Im Sankt-Owilmar-Tempel zu Hallklee schweigt der Gong. Dafür wird der Disput zwischen den dortigen Praios-Geweihten immer heftiger und ist inzwischen schon nach außen gedrungen.

Der Gong - genau wie der Tempel nach dem heiliggesprochenen Baumeister der Stadt des Lichts benannt - hat Hallklee schon seit langer Zeit zu einer bedeutenden Pilgerstätte gemacht. Er wurde von Owilmar wohl als Entwurf für den großartigen Gong im Tempel der Sonne geschaffen. Mit seinen anderthalb Schritt Durchmesser bietet das aus lauterem Gold gefertigte Artefakt schon einen beeindruckenden Anblick. Das eigentliche Wunder besteht allerdings darin, dass dieser Gong jedesmal von selbst erklang, wenn sein Gegenstück in der Stadt des Lichts angeschlagen wurde, mit genau demselben, hellen Ton. Nicht wenige Bewohner von Markt Hallklee behaupten, dass ihr Heimatort seinen Namen wegen dieses Widerhalls trage.

Doch seit die Schlacht in den Wolken über Gareth tobte, ist der Gong verstummt. Der Große Gong in der Stadt des Lichts wurde von den Trümmern der einstürzenden Kuppel vergraben. Er ist längst wieder freigelegt und neu aufgehängt worden und wird wie ehedem geschlagen - aber der Gong zu Hallklee hat seitdem keinen Ton mehr von sich gegeben. Die Verbindung zwischen den beiden Artefakten scheint erloschen.

Unter den Geweihten des Sankt-Owilmar-Tempels ist seither eine Diskussion darüber entbrannt, wie dieses Zeichen des Götterfürsten zu deuten ist. Die Tempelvorsteherin Praiadne Kleehaus will das Schweigen des Gongs so wie das Verschwinden des Ewigen Lichtes als göttliche Prüfung ertragen:

"Der Herr hat uns das Licht entzogen, und so hat er uns auch den Klang genommen. Wenn wir das eine wiedererlangen, dann werden wir auch das andere finden. Lasst uns den Spuren des Heiligen Quanion folgen und in der Stille ausharren."

Einige jüngere Priester, allen voran der Kustos Egilmar von Ruchin, sehen die Angelegenheit weitaus pragmatischer:

"Es ist ein Gong. Wenn er nicht von selbst erklingt, muss man ihn anschlagen."

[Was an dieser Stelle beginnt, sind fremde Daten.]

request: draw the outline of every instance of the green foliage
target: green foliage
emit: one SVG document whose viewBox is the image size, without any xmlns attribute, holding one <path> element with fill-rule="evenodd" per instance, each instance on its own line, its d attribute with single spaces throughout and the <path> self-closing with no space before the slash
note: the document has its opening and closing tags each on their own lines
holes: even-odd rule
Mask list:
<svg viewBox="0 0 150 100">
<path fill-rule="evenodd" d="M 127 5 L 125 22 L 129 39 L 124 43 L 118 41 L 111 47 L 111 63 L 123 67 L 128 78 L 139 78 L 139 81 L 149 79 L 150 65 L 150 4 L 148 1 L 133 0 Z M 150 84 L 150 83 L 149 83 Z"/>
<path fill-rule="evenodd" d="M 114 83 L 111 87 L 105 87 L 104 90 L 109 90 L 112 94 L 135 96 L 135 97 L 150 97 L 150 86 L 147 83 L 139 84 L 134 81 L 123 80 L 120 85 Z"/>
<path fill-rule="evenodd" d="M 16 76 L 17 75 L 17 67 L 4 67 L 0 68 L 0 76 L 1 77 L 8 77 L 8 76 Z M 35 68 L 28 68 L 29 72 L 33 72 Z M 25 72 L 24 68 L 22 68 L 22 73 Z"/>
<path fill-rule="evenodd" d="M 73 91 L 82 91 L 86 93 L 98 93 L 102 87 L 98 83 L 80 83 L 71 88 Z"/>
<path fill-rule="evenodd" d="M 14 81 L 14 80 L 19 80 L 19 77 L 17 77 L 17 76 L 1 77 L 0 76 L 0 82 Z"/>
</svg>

Bislang hat es noch niemand gewagt, diese Forderung gegen den Willen der Tempelvorsteherin in die Tat umzusetzen. Es gäbe allerdings im Tempel auch nicht einmal einen würdigen Schlegel dafür - bislang hat man schließlich nie einen benötigt.

Ohne die Zustimmung Ihrer Hochwürden Praiadne wird wohl niemand den Gong anschlagen - denn womöglich würde man gerade dadurch das derzeit ruhende Band gänzlich zerreißen? Ob hier früher oder später ein Machtwort aus der Stadt des Lichts den Streit entscheiden wird, ist noch völlig offen. Aber allein die Tatsache, dass eine solche Meinungsverschiedenheit überhaupt aus dem Tempel herausdringt, spricht schon Bände über die Veränderungen in der Praios-Kirche seit dem Verlust des Ewigen Lichtes.